Toward Reliable Semantic Communication: Beyond Average Performance
For researchers in semantic communication, this paper provides a unified perspective on reliability beyond average performance, highlighting open challenges and future directions.
This paper addresses the reliability bottleneck in semantic communication under dynamic environments, where existing designs optimize for average performance but neglect lower-tail behavior. It reviews three reliability-oriented approaches, discusses their limitations, and proposes two solution directions: robust adaptive communication under imperfect CSI and joint source-channel-check coding with adaptive retransmission.

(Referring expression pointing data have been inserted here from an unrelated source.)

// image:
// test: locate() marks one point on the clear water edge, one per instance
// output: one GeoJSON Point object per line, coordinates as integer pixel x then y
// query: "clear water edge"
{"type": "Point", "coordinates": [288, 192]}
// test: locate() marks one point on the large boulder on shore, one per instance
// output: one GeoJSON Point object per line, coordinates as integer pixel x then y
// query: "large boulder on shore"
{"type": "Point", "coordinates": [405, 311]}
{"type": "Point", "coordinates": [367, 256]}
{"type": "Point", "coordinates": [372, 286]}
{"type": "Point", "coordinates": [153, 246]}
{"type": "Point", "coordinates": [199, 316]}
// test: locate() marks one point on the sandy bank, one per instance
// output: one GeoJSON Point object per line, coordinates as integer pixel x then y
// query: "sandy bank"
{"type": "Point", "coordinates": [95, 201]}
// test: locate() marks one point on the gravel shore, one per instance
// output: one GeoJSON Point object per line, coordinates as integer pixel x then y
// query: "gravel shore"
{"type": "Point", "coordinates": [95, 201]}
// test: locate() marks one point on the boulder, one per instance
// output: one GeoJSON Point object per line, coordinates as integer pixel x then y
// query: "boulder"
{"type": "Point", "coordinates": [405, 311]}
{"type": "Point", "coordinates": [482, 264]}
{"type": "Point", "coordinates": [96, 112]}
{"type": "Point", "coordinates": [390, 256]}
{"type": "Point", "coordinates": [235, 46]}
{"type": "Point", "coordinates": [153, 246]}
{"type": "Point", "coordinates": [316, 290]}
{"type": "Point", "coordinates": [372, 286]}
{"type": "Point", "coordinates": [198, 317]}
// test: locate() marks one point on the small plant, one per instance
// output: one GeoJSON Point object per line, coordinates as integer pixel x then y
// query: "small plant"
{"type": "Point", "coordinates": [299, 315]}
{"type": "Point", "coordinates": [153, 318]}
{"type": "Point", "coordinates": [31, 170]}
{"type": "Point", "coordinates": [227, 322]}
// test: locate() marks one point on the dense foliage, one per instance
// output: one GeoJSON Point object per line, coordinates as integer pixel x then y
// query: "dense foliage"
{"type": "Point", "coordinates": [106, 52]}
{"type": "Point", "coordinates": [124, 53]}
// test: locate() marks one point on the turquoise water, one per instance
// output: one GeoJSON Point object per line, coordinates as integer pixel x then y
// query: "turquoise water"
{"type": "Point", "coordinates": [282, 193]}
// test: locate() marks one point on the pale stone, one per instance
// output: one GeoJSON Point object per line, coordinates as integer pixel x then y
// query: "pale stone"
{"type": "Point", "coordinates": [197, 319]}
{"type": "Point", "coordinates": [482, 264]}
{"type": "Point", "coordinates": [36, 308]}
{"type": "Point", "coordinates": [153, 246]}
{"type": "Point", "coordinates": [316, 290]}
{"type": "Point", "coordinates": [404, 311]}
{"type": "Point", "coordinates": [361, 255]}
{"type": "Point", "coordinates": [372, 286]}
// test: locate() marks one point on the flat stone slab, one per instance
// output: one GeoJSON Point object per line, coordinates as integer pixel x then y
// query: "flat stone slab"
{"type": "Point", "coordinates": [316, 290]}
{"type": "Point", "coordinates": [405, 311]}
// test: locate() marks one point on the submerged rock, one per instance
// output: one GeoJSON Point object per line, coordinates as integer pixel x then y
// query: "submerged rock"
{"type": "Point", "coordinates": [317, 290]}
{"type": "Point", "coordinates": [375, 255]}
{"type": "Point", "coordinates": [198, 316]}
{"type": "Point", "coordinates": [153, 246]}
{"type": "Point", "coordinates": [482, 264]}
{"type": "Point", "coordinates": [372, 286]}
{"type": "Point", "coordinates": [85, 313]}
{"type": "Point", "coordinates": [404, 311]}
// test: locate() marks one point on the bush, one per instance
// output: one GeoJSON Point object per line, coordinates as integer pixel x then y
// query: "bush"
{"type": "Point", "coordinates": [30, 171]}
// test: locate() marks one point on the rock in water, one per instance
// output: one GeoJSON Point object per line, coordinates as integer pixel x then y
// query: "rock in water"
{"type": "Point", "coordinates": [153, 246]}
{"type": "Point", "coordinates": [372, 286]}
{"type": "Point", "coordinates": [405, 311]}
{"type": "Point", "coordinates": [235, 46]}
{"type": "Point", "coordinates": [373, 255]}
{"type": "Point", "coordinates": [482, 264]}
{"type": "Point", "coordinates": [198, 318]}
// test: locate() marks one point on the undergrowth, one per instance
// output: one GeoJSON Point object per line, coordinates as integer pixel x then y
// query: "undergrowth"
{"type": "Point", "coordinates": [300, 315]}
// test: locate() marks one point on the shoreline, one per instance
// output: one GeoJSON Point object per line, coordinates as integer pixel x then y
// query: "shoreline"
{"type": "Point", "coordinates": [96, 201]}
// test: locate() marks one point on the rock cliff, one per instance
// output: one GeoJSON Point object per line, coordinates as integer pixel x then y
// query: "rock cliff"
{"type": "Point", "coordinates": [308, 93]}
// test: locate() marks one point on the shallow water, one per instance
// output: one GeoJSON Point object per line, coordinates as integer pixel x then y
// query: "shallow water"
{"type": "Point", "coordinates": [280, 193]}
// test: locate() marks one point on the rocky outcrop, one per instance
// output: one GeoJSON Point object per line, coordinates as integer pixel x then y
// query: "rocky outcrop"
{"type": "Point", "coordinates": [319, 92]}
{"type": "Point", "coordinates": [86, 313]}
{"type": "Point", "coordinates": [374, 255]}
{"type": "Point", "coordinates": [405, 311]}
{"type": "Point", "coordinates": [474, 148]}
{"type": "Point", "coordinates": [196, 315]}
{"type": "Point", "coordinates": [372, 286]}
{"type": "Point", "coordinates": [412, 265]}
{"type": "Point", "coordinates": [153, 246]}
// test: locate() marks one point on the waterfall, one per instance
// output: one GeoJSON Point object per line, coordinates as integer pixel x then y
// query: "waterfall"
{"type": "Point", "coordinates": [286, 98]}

Semantic communication has emerged as a promising paradigm for improving transmission efficiency by conveying task-relevant semantics rather than raw data. Although recent studies have achieved notable gains in communication efficiency and average task performance, reliability remains a fundamental bottleneck in dynamic and uncertain environments. In particular, most existing designs are still optimized mainly for average-case behavior, while lower-tail performance under adverse transmission conditions remains insufficiently understood and inadequately protected. In this article, we present a unified perspective on reliable semantic communication beyond average performance. We first review three reliability-oriented design categories: channel-aware adaptation, robustness-oriented codec design, and hybrid automatic repeat request (HARQ)-based retransmission. We show that these approaches address reliability from complementary perspectives, but each still has inherent limitations. Motivated by these observations, we discuss two solution directions: robust adaptive semantic communication under imperfect CSI, and joint source-channel-check coding with adaptive retransmission for sample-level reliability enhancement. Finally, we outline several future research directions, including the joint design of robustness and retransmission, reliability metrics beyond averages, and compatibility with existing digital wireless networks.